You guys have more experience that me on that, so what do you reckon ? Do these numbers sound reasonable ? Or should the prediction be much more accurate (indicating that my move ordering sucks) ?
Here is the common metric to see how your ordering works. At any node in the tree where you fail high, at any point in time, first move or not, increment a counter failed_high. At those positions where you increment that counter, if you have just searched one move, increment a second counter failed_high_1st_move.

After the search is done, print this:

percentage = 100 * failed_high_1st_move / failed_high.

You want to be at 90% or above, otherwise your basic move ordering needs work...
But what if I fail high, or fail low, *before* searching the first move ? Reasons for this are:
- TT pruning
- eval pruning (when eval is significantly above beta, at low depth, and under certain stability conditions, I return a fail high score = eval + tempo_bonus)
- razoring
- null move pruning: don't forget that 81% of the time my null move searh fails high, and I return without searching anything.

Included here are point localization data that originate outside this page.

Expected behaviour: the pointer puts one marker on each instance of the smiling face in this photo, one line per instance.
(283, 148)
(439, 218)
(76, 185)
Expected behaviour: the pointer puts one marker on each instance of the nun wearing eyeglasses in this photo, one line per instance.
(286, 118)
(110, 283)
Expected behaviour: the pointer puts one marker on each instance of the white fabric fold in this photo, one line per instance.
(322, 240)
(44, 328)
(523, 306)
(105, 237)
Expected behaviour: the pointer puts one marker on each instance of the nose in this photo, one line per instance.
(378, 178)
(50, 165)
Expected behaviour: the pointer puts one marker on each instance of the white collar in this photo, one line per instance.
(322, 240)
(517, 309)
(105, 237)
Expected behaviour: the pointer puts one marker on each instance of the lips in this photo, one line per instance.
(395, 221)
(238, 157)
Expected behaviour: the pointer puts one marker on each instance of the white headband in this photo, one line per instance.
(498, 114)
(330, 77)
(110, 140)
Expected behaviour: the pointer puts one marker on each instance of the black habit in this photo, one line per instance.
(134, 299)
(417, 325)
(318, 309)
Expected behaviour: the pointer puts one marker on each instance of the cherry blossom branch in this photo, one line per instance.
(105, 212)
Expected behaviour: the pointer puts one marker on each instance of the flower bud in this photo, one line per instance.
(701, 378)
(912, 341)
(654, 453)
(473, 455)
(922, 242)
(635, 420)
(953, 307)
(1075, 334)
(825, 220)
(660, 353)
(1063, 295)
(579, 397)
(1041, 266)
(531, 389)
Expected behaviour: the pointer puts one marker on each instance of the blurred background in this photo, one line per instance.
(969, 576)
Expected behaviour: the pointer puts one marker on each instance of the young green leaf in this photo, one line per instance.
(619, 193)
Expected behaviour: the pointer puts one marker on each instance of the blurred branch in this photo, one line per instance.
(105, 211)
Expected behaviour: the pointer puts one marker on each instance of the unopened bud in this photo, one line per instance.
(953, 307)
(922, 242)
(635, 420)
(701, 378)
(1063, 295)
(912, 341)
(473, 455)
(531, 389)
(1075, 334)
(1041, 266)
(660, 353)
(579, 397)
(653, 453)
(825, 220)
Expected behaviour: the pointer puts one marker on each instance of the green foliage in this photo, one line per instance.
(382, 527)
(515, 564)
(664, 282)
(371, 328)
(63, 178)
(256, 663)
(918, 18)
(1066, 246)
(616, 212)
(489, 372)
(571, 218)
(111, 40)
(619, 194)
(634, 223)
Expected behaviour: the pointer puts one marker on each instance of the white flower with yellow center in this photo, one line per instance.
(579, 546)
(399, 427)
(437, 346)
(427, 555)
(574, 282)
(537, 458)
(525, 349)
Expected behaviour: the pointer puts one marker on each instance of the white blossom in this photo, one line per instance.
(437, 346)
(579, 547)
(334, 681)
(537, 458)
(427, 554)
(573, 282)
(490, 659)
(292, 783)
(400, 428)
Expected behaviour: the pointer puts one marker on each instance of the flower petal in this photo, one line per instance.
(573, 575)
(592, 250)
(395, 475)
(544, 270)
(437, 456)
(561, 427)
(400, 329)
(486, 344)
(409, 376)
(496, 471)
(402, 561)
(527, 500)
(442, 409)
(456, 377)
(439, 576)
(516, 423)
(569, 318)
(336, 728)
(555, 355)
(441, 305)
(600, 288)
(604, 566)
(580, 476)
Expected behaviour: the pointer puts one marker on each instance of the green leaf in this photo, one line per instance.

So, because of the above, my search typically exits in the vast majority of cases without even generating any moves or searching any...

Of course I could do the counting you suggest on the subpopulation of nodes that actually *reach* the move loop. But that subpopulation is relatively small, and could introduce a selection biais, no ?

That's why the only thing I can reliably measure is the %age of nodes that fail low or fail high, by predicted node type (I have to increment my counters at every possible exit point of the search, and there are quite a few).
Theory and practice sometimes clash. And when that happens, theory loses. Every single time.